Ou encore, le romancier Mario Vargas Llosa regarde un dessin troublant d’Edgar Degas, Femme nue, assise par terre, se peignant (vers 1896) : « Le peintre escamote ou cache un corps. L’impressionnante chevelure couvre le visage, la poitrine, le ventre et le pubis de la femme qui se peigne. […] Elle se dissimule derrière cette cascade qu’elle retient d’une main, tandis que l’autre la caresse du peigne. […] Vient-elle de sortir du sommeil et lisse-t-elle des cheveux désordonnés par la nuit ou peut-être l’amour ? ». Se révèlent les désirs secrets, mystérieux.
Ou bien, la photographe Cindy Sherman est fascinée par le pastel et le fusain de Félicien Rops La Femme au lorgnon (vers 1870). Elle écrit : « Qu’y a-t-il sur son chapeau, une aile d’oiseau ou de simples plumes ? Ou bien est-elle un ange ? C’est un portrait de son cou, pleinement exposé et vulnérable, les veines palpitantes, un porno pour vampires. »
Ou aussi, deux paysannes se penchent et deviennent une étrange machine qui cherche les épis : Les Glaneuses (1855-1856) de Jean-François Millet. Le scénographe Richard Peduzzi signale : « Le poids des rêves, des espérances enfouis dans le torse et les bras de ces deux femmes semble les entraîner vers un point que nous ne distinguons pas sur le dessin. »
Ou encore, Christian Boltanski n’aimait guère la plupart des œuvres du peintre Ernest Laurent (1859-1929) : « J’ai eu l’impression d’être devant un peintre ni très bon, ni très mauvais, ayant, comme l’on dit, fait une belle carrière. » Et, puis, brusquement, un seul dessin d’Ernest Laurent, Homme assis, de face, les bras croisés (1883), le bouleverse. Il décrit : « C’est peut-être la nuit, la scène pourrait se passer dans une gare ou dans un commissariat ; va-t-on, comme cela se passe aujourd’hui, le reconduire à la frontière, ou est-il dans le couloir d’un hôpital, veillant un proche malade ? » Et alors Ernest Laurens et Christian Boltanski sont des frères malheureux. Car la solitude, le malheur, la nuit règnent, parfois, en 1883, en 2014.
Ou aussi, le sculpteur indien Anish Kapoor regarde un fusain tragique d’Odilon Redon, Diable enlevant une tête (1876) ; il place à côté du dessin de Redon une gouache : une explosion pourpre qui jaillit dans une jungle obscure.
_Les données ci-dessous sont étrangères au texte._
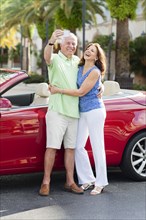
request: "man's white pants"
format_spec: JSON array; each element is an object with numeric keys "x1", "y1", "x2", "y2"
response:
[{"x1": 75, "y1": 108, "x2": 108, "y2": 186}]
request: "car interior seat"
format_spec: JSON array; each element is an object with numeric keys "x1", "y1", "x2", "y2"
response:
[
  {"x1": 31, "y1": 83, "x2": 50, "y2": 106},
  {"x1": 103, "y1": 80, "x2": 121, "y2": 96}
]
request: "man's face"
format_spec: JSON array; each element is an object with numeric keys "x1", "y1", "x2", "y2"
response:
[{"x1": 60, "y1": 36, "x2": 77, "y2": 58}]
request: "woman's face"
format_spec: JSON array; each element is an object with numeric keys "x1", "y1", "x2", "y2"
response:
[{"x1": 84, "y1": 45, "x2": 98, "y2": 62}]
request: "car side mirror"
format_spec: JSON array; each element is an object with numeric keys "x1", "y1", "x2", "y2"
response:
[{"x1": 0, "y1": 98, "x2": 12, "y2": 110}]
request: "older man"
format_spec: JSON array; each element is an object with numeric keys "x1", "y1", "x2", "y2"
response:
[{"x1": 39, "y1": 30, "x2": 84, "y2": 196}]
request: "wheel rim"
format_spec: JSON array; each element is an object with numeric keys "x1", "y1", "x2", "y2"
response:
[{"x1": 131, "y1": 137, "x2": 146, "y2": 177}]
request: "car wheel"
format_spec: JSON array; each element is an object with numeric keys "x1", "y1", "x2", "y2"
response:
[{"x1": 121, "y1": 132, "x2": 146, "y2": 181}]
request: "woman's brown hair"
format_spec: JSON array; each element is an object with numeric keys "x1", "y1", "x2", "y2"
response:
[{"x1": 79, "y1": 43, "x2": 106, "y2": 77}]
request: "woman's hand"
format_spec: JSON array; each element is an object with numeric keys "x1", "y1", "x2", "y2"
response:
[
  {"x1": 49, "y1": 85, "x2": 61, "y2": 94},
  {"x1": 97, "y1": 84, "x2": 104, "y2": 99}
]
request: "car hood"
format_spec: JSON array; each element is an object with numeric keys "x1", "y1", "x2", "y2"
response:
[
  {"x1": 129, "y1": 91, "x2": 146, "y2": 106},
  {"x1": 0, "y1": 69, "x2": 29, "y2": 96}
]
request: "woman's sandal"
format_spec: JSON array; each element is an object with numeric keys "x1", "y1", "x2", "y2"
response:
[
  {"x1": 90, "y1": 186, "x2": 104, "y2": 196},
  {"x1": 81, "y1": 183, "x2": 94, "y2": 191}
]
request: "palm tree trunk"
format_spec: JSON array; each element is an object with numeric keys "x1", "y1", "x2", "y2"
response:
[
  {"x1": 41, "y1": 40, "x2": 49, "y2": 81},
  {"x1": 115, "y1": 18, "x2": 132, "y2": 88}
]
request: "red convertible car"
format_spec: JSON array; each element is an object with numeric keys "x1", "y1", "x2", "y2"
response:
[{"x1": 0, "y1": 69, "x2": 146, "y2": 181}]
Allemande, écrivain et artiste, Anita Albus observe La Fuite en Égypte (vers 1871) de Rodolphe Bresdin. Elle découvre « des broussailles inextricables, des rameaux enchevêtrés, des branches semblables à des boyaux sur fond de mésentère noir, des feuilles scintillantes dans l’obscurité et la lumière ». Elle évoque aussi la vie tragique de Bresdin et ses voyages de désespoir, ses « fuites », ses égarements.
François Rouan choisit Salomé dansant (1886) de Gustave Moreau : « Cette figure dansante est-elle seulement une figure d’idéalisation de “la femme qui n’existe pas” ? Au-delà des colliers de fleurs et de coquillages, mon regard se glisse dans les failles du plan coloré. Sous les voiles de la robe, mes yeux veulent rejoindre l’intimité du sexe caché. » Et François Rouan dessine le dos d’une femme qui danse et tournoie.
Ou aussi, Peter Handke regarde Le Four à plâtre (1890-1894) de Cézanne : « Cézanne regarde longuement les deux choses, le four à plâtre et la montagne, qui sont aussi quotidiens qu’insolites. […] Il se donnait pour but de rendre l’évident incompréhensible, de trouver aux choses faciles à saisir un fond d’obscurité. Les simples contours sont devenus pour lui les frontières de quelque chose de mystérieux. Tout au long de sa vie silencieuse, il mena une lutte sans fracas ». Et les dessinateurs rêvent dans la fièvre et la méthode. Ils mènent des luttes sans fracas.
- Historien d’art, écrivain, Werner Spies a été directeur du Musée national d’Art moderne (Centre Pompidou) de 1997 à 2000. Il est un passeur de frontières de notre temps (voir QL n° 1 054).